MeGA addresses the challenge of high-fidelity head avatars by decoupling head components into suitable representations: an enhanced FLAME-based facial mesh augmented with a UV displacement map and three-part neural textures for facial rendering via deferred neural rendering, and a static 3D Gaussian Splatting hair model with rigid and MLP-driven non-rigid deformation for dynamic hair. An occlusion-aware blending module ensures seamless face-hair fusion. The system enables downstream editing such as hairstyle alterations and texture edits, and experiments on the NeRSemble dataset show state-of-the-art performance in novel-view and novel-expression synthesis. Overall, MeGA demonstrates that a targeted hybrid representation can achieve superior photorealism and practical editability for full-head avatars in AR/VR contexts.

Abstract

Creating high-fidelity head avatars from multi-view videos is a core issue for many AR/VR applications. However, existing methods usually struggle to obtain high-quality renderings for all different head components simultaneously since they use one single representation to model components with drastically different characteristics (e.g., skin vs. hair). In this paper, we propose a Hybrid Mesh-Gaussian Head Avatar (MeGA) that models different head components with more suitable representations. Specifically, we select an enhanced FLAME mesh as our facial representation and predict a UV displacement map to provide per-vertex offsets for improved personalized geometric details. To achieve photorealistic renderings, we obtain facial colors using deferred neural rendering and disentangle neural textures into three meaningful parts. For hair modeling, we first build a static canonical hair using 3D Gaussian Splatting. A rigid transformation and an MLP-based deformation field are further applied to handle complex dynamic expressions. Combined with our occlusion-aware blending, MeGA generates higher-fidelity renderings for the whole head and naturally supports more downstream tasks. Experiments on the NeRSemble dataset demonstrate the effectiveness of our designs, outperforming previous state-of-the-art methods and supporting various editing functionalities, including hairstyle alteration and texture editing.
Paper Structure (15 sections, 15 equations, 5 figures, 2 tables)

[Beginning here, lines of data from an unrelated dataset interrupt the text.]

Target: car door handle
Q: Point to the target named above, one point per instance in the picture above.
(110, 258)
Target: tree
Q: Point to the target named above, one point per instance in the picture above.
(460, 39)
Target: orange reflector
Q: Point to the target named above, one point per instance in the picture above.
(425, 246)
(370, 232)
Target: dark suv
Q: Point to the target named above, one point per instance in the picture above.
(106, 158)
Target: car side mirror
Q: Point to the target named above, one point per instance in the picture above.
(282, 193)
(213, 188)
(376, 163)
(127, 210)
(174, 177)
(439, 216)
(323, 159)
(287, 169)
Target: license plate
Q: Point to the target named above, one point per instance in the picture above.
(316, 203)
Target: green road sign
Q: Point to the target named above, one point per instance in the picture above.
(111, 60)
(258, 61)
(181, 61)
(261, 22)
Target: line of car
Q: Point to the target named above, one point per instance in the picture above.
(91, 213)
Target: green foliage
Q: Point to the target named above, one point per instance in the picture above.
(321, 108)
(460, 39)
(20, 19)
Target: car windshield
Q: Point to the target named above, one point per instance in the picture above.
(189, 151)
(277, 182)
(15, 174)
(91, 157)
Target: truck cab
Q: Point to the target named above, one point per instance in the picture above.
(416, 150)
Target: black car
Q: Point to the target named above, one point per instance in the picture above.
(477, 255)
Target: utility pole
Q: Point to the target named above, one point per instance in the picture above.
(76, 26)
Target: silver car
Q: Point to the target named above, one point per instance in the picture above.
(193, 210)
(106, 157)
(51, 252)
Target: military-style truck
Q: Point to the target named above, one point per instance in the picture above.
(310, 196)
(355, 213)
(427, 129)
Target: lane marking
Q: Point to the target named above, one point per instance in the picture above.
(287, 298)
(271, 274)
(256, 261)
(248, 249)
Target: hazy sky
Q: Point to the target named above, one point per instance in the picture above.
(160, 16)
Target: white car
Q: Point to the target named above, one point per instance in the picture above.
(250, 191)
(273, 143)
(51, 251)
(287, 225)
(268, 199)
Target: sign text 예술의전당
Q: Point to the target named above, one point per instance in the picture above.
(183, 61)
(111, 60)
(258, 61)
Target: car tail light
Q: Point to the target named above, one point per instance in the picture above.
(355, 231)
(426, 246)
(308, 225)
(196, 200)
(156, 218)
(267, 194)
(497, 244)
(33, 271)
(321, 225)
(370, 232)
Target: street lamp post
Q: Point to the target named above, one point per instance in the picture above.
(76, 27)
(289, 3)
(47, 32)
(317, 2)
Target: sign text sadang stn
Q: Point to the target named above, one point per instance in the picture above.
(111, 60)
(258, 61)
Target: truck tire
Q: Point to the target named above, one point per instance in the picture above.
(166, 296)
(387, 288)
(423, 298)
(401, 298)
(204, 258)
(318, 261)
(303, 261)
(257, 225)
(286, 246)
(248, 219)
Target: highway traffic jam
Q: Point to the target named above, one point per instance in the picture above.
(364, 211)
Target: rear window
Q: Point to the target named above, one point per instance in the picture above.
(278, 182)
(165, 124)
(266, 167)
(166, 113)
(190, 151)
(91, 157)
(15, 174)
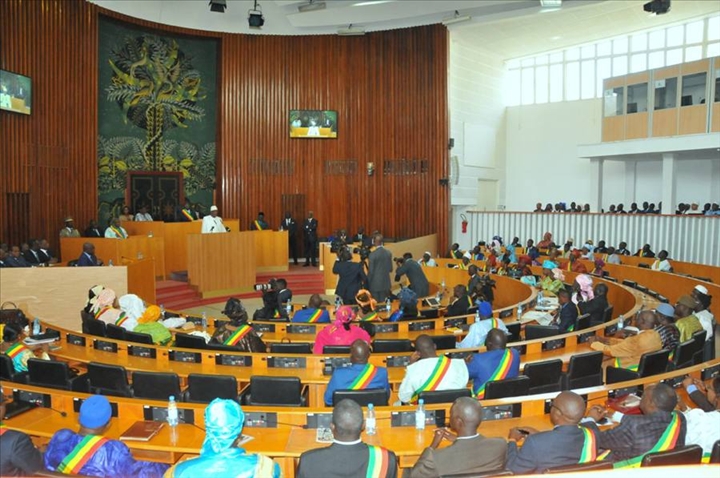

This paper contains 15 sections, 15 equations, 5 figures, 2 tables.

Figures (5)

  • Figure 1: Overview of our Hybrid Mesh-Gaussian Head Avatar. MeGA models different head components with more suitable representations. For facial modeling, we propose a neural mesh-based representation, including a UV displacement map $\hat{\bm{G}}_d$ for geometric details, a disentangled neural texture map composed by $\hat{\bm{T}}_{di}$, $\hat{\bm{T}}_{dy}$, and $\hat{\bm{T}}_v$ to learn the diffuse colors, dynamic textures, and view-dependent colors, respectively. For hair modeling, a canonical 3D Gaussian Splatting is reconstructed and then animated using a global rigid transformation and an MLP-based non-rigid deformation field. A mesh occlusion-aware blending is proposed to properly blend the face and hair images. MeGA naturally supports hair alteration and texture editing due to the disentangled representations. Learnable parameters are highlighted using green boxes.
  • Figure 2: Mesh Occlusion-Aware Blending. By comparing the "near-z" depth map $\bm{D}_{nz}$ of hair and the depth map of the head, we find pixels that should use hair renderings (white regions in $\bm{M}_o$). Further combining with mesh occlusion-aware hair opacity map $\bm{A}_g$ which only accumulates opacities of visible Gaussians (i.e., in front of the mesh), we obtain the blending mask for final renderings.
  • Figure 3: Hairstyle Alteration and Texture Editing. MeGA naturally supports hairstyle alteration and texture editing. The edited head avatar can be rendered in different views and expressions.
  • Figure 4: Qualitative Comparisons with State-of-the-Art Methods. MeGA generates more realistic facial renditions compared to previous state-of-the-art methods, especially in terms of expression matching and detailed skin textures (e.g., wrinkles).
  • Figure 5: Effects of disentangled texture maps and the UV displacement map. Disabling any of the texture maps results in a worse appearance in the facial region (i.e., MeGA-noview and MeGA-nodyn). No UV displacement map leads to a lack of geometric details and produces unrealistic renderings.